DESCRIPTION (provided by applicant): The CREB (cAMP-response element binding) transcription factor is a stimulus-induced phospho-protein that is involved in numerous cell signaling pathways. Dysfunction and deregulation of CREB and CREB- interacting proteins cause human diseases such as cancer and neurodegeneration. CREB appears to play a key role in cell defense and survival in various tissues; however, the mechanisms through which CREB is involved in cell survival and the reason why deregulation of CREB function causes these human diseases remain incompletely understood. CREB phosphorylation at Ser-133 is the major posttranslational modification that enhances CREB activity in response to receptor-coupled stimuli. However, the status of CREB Ser-133 phosphorylation was not always correlated with CREB transcription function, suggesting that another event along with CREB Ser-133 phosphorylation seems to be involved in CREB regulation in a stimulus-specific manner. This research project may provide evidence and a critical answer to these unsolved problems because we recently found that HIPK2 (homeodomain interacting protein kinase 2), a genotoxic stress responsive kinase, activates CREB via phosphorylation of a new serine site (Ser-271) but not Ser-133, resulting in activation of CREB transcription function. We will test our hypothesis that HIPK2 is a new regulator of the CREB transcription factor via phosphorylation of this new CREB site that induces a cell survival program in genotoxic and oxidative stress conditions. The proposed experiments will focus on characterization of molecular mechanism through which CREB phosphorylation by HIPK2 activates its transcription function as well as downstream events including expression of target genes and cellular susceptibility to genotoxic stress in in vitro and in vivo models. The scientific impact of this research will be broad and significant because CREB regulates essential cellular events such as cell growth, differentiation, metabolism, and immune response. Therefore the unveiled new CREB regulation from successful completion of this proposal will enhance our understanding in various physiological and disease conditions closely associated with the CREB activity.

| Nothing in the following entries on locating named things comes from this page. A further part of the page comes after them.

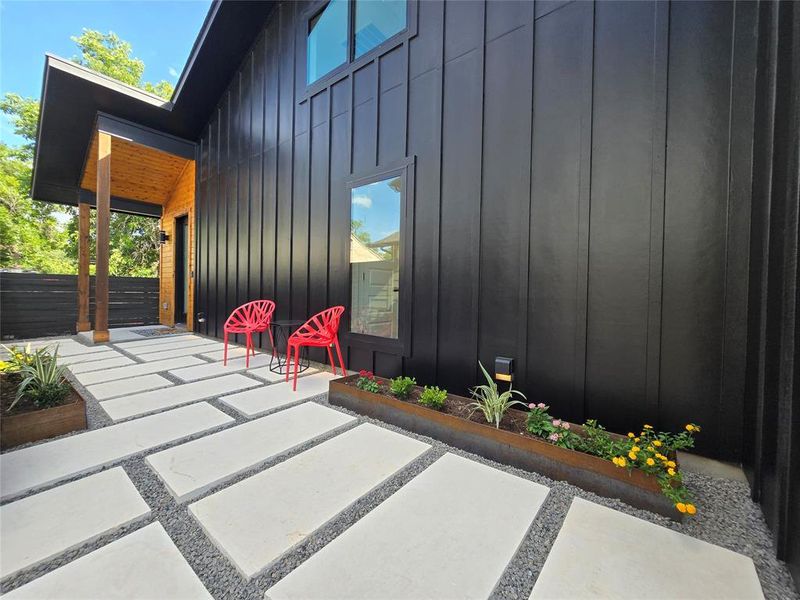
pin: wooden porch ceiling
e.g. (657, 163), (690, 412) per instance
(81, 130), (191, 206)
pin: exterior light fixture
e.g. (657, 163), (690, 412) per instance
(494, 356), (514, 381)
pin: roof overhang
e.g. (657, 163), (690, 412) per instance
(31, 0), (274, 212)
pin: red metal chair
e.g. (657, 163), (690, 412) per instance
(222, 300), (275, 368)
(286, 306), (346, 391)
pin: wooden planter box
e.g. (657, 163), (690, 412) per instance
(328, 375), (681, 521)
(0, 388), (86, 449)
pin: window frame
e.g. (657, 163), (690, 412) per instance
(300, 0), (419, 98)
(342, 157), (416, 356)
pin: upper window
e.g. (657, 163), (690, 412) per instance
(355, 0), (406, 58)
(350, 176), (403, 339)
(306, 0), (408, 84)
(306, 0), (348, 83)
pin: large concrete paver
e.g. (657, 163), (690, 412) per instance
(0, 467), (150, 578)
(189, 424), (430, 579)
(76, 356), (208, 385)
(220, 373), (336, 418)
(100, 373), (263, 421)
(3, 523), (211, 600)
(136, 342), (222, 362)
(170, 354), (284, 381)
(0, 402), (233, 499)
(67, 352), (136, 375)
(86, 373), (173, 400)
(146, 404), (355, 502)
(531, 498), (764, 600)
(266, 454), (548, 599)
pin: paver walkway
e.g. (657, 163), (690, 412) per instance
(0, 334), (762, 600)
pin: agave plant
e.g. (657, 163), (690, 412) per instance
(8, 346), (69, 411)
(469, 361), (525, 429)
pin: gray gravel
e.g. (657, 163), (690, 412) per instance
(0, 332), (800, 600)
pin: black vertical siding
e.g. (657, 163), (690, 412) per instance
(197, 0), (756, 459)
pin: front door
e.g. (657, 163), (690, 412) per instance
(175, 215), (190, 323)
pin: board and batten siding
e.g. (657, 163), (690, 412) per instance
(194, 0), (757, 460)
(158, 161), (195, 331)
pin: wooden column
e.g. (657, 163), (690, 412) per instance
(75, 202), (92, 331)
(94, 131), (111, 343)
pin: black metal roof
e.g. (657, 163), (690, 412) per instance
(31, 0), (274, 204)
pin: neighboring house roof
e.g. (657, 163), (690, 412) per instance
(31, 0), (274, 204)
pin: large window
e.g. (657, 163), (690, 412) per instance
(306, 0), (408, 84)
(350, 176), (403, 339)
(306, 0), (348, 83)
(355, 0), (406, 58)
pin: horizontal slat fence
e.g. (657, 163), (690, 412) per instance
(0, 273), (158, 340)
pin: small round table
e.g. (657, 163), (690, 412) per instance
(269, 319), (310, 375)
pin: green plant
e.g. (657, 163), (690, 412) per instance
(8, 346), (69, 410)
(419, 385), (447, 410)
(389, 377), (417, 398)
(470, 361), (525, 429)
(356, 369), (382, 394)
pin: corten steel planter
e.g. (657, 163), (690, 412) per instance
(0, 388), (86, 449)
(328, 375), (682, 521)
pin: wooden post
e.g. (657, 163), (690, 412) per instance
(75, 202), (92, 331)
(94, 131), (111, 343)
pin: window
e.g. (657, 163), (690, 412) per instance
(355, 0), (406, 58)
(350, 176), (403, 339)
(306, 0), (409, 84)
(306, 0), (348, 83)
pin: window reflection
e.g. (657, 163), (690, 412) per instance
(350, 177), (402, 338)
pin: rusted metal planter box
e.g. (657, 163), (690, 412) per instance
(0, 389), (86, 449)
(328, 375), (681, 521)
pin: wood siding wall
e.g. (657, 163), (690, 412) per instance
(196, 0), (757, 459)
(158, 161), (195, 331)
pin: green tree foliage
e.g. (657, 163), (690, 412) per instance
(0, 29), (173, 277)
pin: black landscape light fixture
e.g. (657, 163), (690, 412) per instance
(494, 356), (514, 381)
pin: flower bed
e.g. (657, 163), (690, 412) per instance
(0, 347), (86, 449)
(329, 373), (694, 520)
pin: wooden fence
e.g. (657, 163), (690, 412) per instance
(0, 273), (158, 340)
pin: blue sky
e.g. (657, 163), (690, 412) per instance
(0, 0), (210, 144)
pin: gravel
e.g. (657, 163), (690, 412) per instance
(0, 336), (800, 600)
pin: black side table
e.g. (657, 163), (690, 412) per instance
(269, 319), (310, 375)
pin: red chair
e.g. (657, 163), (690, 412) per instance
(286, 306), (346, 391)
(222, 300), (275, 368)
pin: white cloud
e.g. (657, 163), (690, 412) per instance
(353, 196), (372, 208)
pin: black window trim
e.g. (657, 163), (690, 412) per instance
(300, 0), (419, 98)
(340, 156), (416, 356)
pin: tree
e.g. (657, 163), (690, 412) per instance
(70, 29), (174, 100)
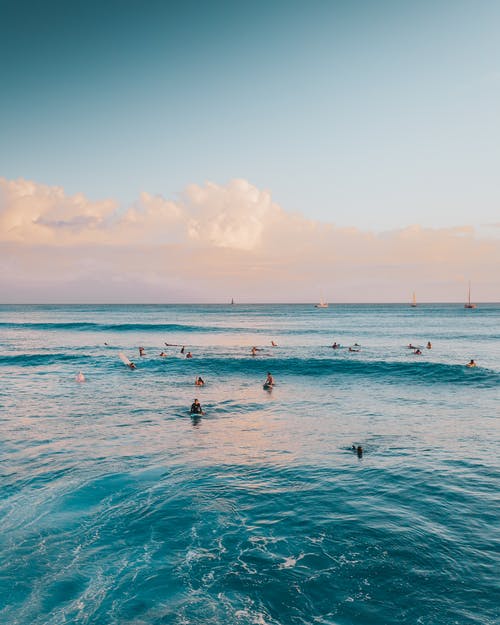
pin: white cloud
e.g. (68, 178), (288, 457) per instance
(0, 178), (500, 301)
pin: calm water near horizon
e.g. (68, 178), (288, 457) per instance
(0, 304), (500, 625)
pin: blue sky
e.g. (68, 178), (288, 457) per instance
(0, 0), (500, 231)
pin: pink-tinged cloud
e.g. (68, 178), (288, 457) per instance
(0, 178), (500, 302)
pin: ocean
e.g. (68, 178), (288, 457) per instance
(0, 304), (500, 625)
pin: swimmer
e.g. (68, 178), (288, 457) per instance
(351, 445), (363, 458)
(190, 399), (205, 414)
(264, 371), (274, 386)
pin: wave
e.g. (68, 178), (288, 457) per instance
(0, 352), (94, 367)
(122, 356), (500, 388)
(0, 321), (244, 333)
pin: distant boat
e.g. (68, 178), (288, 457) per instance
(464, 282), (476, 308)
(314, 298), (328, 308)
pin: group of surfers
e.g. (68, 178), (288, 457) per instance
(189, 371), (274, 415)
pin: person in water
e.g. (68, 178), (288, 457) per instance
(351, 445), (363, 458)
(190, 399), (205, 414)
(264, 371), (274, 386)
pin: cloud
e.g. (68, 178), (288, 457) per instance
(0, 178), (500, 301)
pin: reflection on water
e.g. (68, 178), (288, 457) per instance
(0, 306), (500, 625)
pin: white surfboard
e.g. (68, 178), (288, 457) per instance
(118, 352), (132, 367)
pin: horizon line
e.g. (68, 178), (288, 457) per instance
(0, 300), (500, 308)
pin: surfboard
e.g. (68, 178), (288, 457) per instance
(118, 352), (132, 367)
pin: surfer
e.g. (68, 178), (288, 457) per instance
(351, 445), (363, 458)
(190, 399), (205, 414)
(264, 371), (274, 388)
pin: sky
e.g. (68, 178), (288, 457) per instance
(0, 0), (500, 302)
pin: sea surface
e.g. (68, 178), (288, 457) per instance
(0, 304), (500, 625)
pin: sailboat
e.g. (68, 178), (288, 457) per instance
(464, 281), (476, 308)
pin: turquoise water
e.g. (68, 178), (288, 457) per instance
(0, 304), (500, 625)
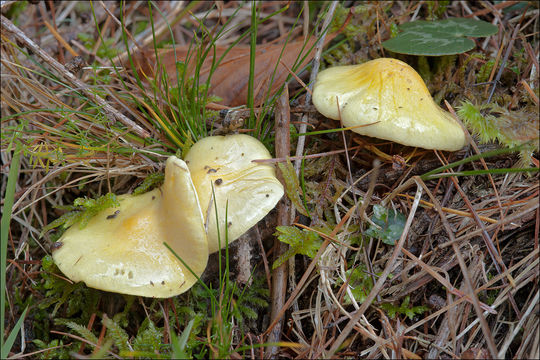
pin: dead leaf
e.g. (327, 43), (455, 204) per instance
(134, 34), (335, 107)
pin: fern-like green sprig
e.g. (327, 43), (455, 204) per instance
(272, 226), (322, 269)
(41, 193), (120, 235)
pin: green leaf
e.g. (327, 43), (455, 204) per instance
(0, 143), (26, 359)
(170, 319), (195, 359)
(272, 226), (322, 269)
(102, 314), (130, 351)
(278, 159), (309, 217)
(0, 308), (28, 359)
(133, 173), (165, 195)
(382, 18), (499, 56)
(365, 205), (407, 245)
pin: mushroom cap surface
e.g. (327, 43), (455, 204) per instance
(313, 58), (466, 151)
(185, 134), (283, 253)
(53, 156), (208, 298)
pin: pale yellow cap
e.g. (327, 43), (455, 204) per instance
(53, 156), (208, 298)
(185, 134), (283, 253)
(313, 58), (466, 151)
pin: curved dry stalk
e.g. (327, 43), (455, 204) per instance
(1, 16), (150, 139)
(325, 181), (422, 358)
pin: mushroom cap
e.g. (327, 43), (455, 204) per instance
(53, 156), (208, 298)
(185, 134), (283, 253)
(313, 58), (465, 151)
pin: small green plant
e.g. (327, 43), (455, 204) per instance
(0, 143), (28, 359)
(35, 255), (99, 323)
(382, 18), (498, 56)
(381, 296), (429, 320)
(133, 173), (165, 195)
(41, 193), (120, 235)
(278, 159), (309, 216)
(364, 205), (407, 245)
(272, 226), (322, 269)
(345, 264), (373, 304)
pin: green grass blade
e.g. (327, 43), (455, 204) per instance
(0, 143), (26, 358)
(170, 319), (195, 359)
(420, 144), (527, 180)
(0, 308), (28, 359)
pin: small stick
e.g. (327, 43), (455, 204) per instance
(415, 177), (500, 358)
(486, 24), (520, 104)
(324, 181), (422, 358)
(2, 16), (150, 139)
(265, 84), (291, 359)
(294, 1), (338, 175)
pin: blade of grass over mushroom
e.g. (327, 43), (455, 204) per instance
(420, 168), (540, 180)
(277, 160), (310, 217)
(0, 143), (28, 359)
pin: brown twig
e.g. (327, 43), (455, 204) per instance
(294, 1), (338, 174)
(325, 181), (422, 358)
(265, 85), (291, 359)
(2, 16), (150, 138)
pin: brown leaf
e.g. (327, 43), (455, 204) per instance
(134, 34), (335, 107)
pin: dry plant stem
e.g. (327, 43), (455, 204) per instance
(294, 1), (338, 175)
(499, 291), (539, 359)
(413, 177), (498, 358)
(251, 145), (363, 164)
(2, 16), (150, 138)
(265, 84), (291, 358)
(486, 24), (520, 104)
(325, 181), (422, 358)
(444, 101), (521, 318)
(263, 205), (357, 335)
(446, 176), (521, 318)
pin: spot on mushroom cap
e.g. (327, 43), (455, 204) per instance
(185, 134), (283, 253)
(313, 58), (465, 151)
(53, 157), (208, 298)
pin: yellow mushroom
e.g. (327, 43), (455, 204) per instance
(313, 58), (465, 151)
(53, 156), (208, 298)
(185, 134), (283, 253)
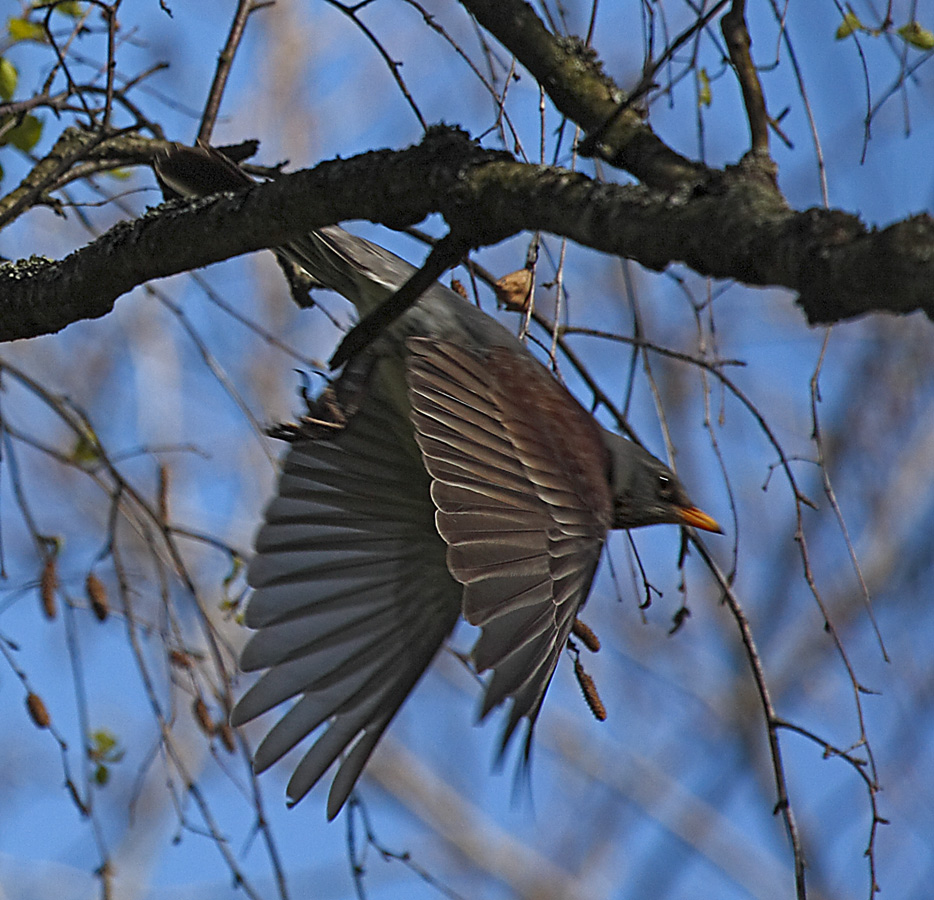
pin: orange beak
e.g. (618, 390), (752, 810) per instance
(678, 506), (723, 534)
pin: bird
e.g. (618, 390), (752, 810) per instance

描述（由申请人提供）：CREB（cAMP-反应元件结合）转录因子是一种刺激诱导的磷蛋白，参与多种细胞信号传导途径。CREB和CREB相互作用蛋白的功能障碍和失调导致人类疾病，如癌症和神经变性。CREB似乎在各种组织中的细胞防御和存活中起关键作用;然而，CREB参与细胞存活的机制以及CREB功能失调导致这些人类疾病的原因仍然不完全清楚。CREB在Ser-133的磷酸化是主要的翻译后修饰，其增强CREB对受体偶联刺激的反应活性。然而，CREB Ser-133磷酸化的状态并不总是与CREB转录功能相关，这表明CREB Ser-133磷酸化的另一事件沿着似乎以刺激特异性方式参与CREB调节。本研究项目可能为这些未解决的问题提供证据和关键答案，因为我们最近发现HIPK 2（homeodomain interacting protein kinase 2），一种遗传毒性应激反应激酶，通过新的丝氨酸位点（Ser-271）而不是Ser-133的磷酸化激活CREB，导致CREB转录功能的激活。我们将测试我们的假设，HIPK 2是一个新的调节CREB转录因子通过磷酸化这个新的CREB网站，诱导细胞存活程序在遗传毒性和氧化应激条件。拟议的实验将集中在表征的分子机制，通过该CREB磷酸化的HIPK 2激活其转录功能，以及下游事件，包括靶基因的表达和细胞易感性的遗传毒性应激在体外和体内模型。这项研究的科学影响将是广泛和重要的，因为CREB调节细胞生长，分化，代谢和免疫反应等基本细胞事件。因此，成功完成这项提案所公布的新CREB调控将增强我们对与CREB活性密切相关的各种生理和疾病状况的理解。